China’s state security ministry said on Wednesday that it deported the Australian journalist after she served a full sentence.
Her return comes ahead of Mr Albanese’s planned visit to Beijing this year on a date yet to be announced. His government has been lobbying extensively for the release of Ms Cheng and another Chinese-Australian held in China since 2019, Yang Hengjun.

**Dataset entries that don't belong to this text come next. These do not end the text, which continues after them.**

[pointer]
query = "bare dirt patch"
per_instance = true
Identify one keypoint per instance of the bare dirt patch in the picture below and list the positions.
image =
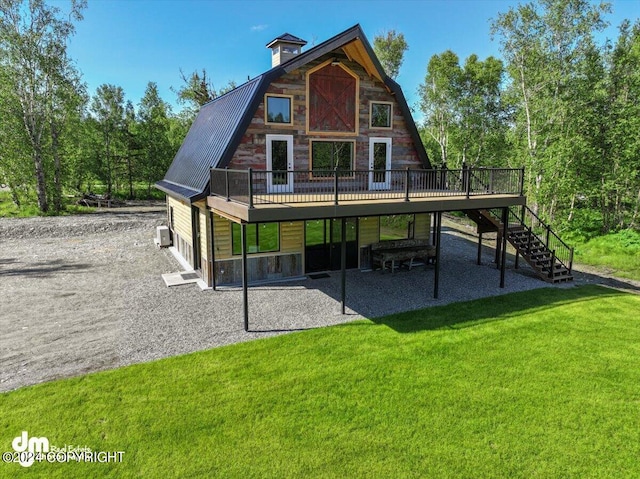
(63, 282)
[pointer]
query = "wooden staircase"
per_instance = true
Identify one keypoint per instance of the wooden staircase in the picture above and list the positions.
(540, 247)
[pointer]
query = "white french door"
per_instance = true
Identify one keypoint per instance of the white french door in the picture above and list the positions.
(280, 163)
(379, 163)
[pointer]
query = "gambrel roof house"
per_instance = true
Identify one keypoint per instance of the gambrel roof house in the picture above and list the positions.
(305, 167)
(222, 123)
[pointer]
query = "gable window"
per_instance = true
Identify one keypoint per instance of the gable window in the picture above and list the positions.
(278, 109)
(261, 238)
(332, 99)
(329, 155)
(380, 114)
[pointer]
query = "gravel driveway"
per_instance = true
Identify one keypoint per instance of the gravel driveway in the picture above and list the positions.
(85, 293)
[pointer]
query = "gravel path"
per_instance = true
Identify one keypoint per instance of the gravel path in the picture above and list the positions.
(85, 293)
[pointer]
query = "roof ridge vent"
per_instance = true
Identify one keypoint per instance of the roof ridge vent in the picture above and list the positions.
(284, 48)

Ms Cheng was detained at a time when the bilateral ties between Australia and China were severely strained over human rights, trade disputes and responses to the Covid pandemic.
But relations between the countries have improved since Mr Albanese’s centre-left Labour Party was elected after nine years of conservative rule. Beijing has lifted several official and unofficial trade barriers on Australian exports.
“Her return brings an end to a very difficult few years for Ms Cheng and her family,” Mr Albanese said, adding that the authorities have raised concerns about the rights of Mr Yang as well.
“Her matter was concluded through the legal processes in China,” Mr Albanese said. “We continue to advocate for Dr Yang’s interests, rights and wellbeing with Chinese authorities at all levels.”
Mr Yang, a 58-year-old writer and democracy blogger, told his family in August he fears he will die in a Beijing detention centre after being diagnosed with a kidney cyst, prompting supporters to demand his release for medical treatment. Yang has been detained in China since January 2019, when he arrived in Guangzhou from New York with his wife and teenage stepdaughter. He received a closed-door trial on an espionage charge in Beijing in May 2021 and is still awaiting a verdict.
“We sat next to each other at the G20 at a formal dinner as well. It was an opportunity in a less formal way to be able to have discussions and dialogue,” he said. “Dialogue is always a good idea. Even with people who you have disagreements with.”
Mr Albanese also requested the media to “respect” Ms Cheng’s privacy and that of her family “as she adjusts to what has obviously been a very difficult and traumatic period for her in her life.”
Earlier in a letter to the Australian public, on the three-year anniversary of her detention, she shared the detention conditions including being able to stand in the sunlight for just 10 hours a year.
“I relive every bushwalk, river, lake, beach with swims and picnics and psychedelic sunsets, sky that is lit up with stars, and the silent and secret symphony of the bush,” Ms Cheng said, in the letter shared by her partner, Nick Coyle.
She hasn’t seen a tree since she was detained, she wrote, and she misses the sun.
“In my cell, the sunlight shines through the window but I can stand in it for only 10 hours a year.”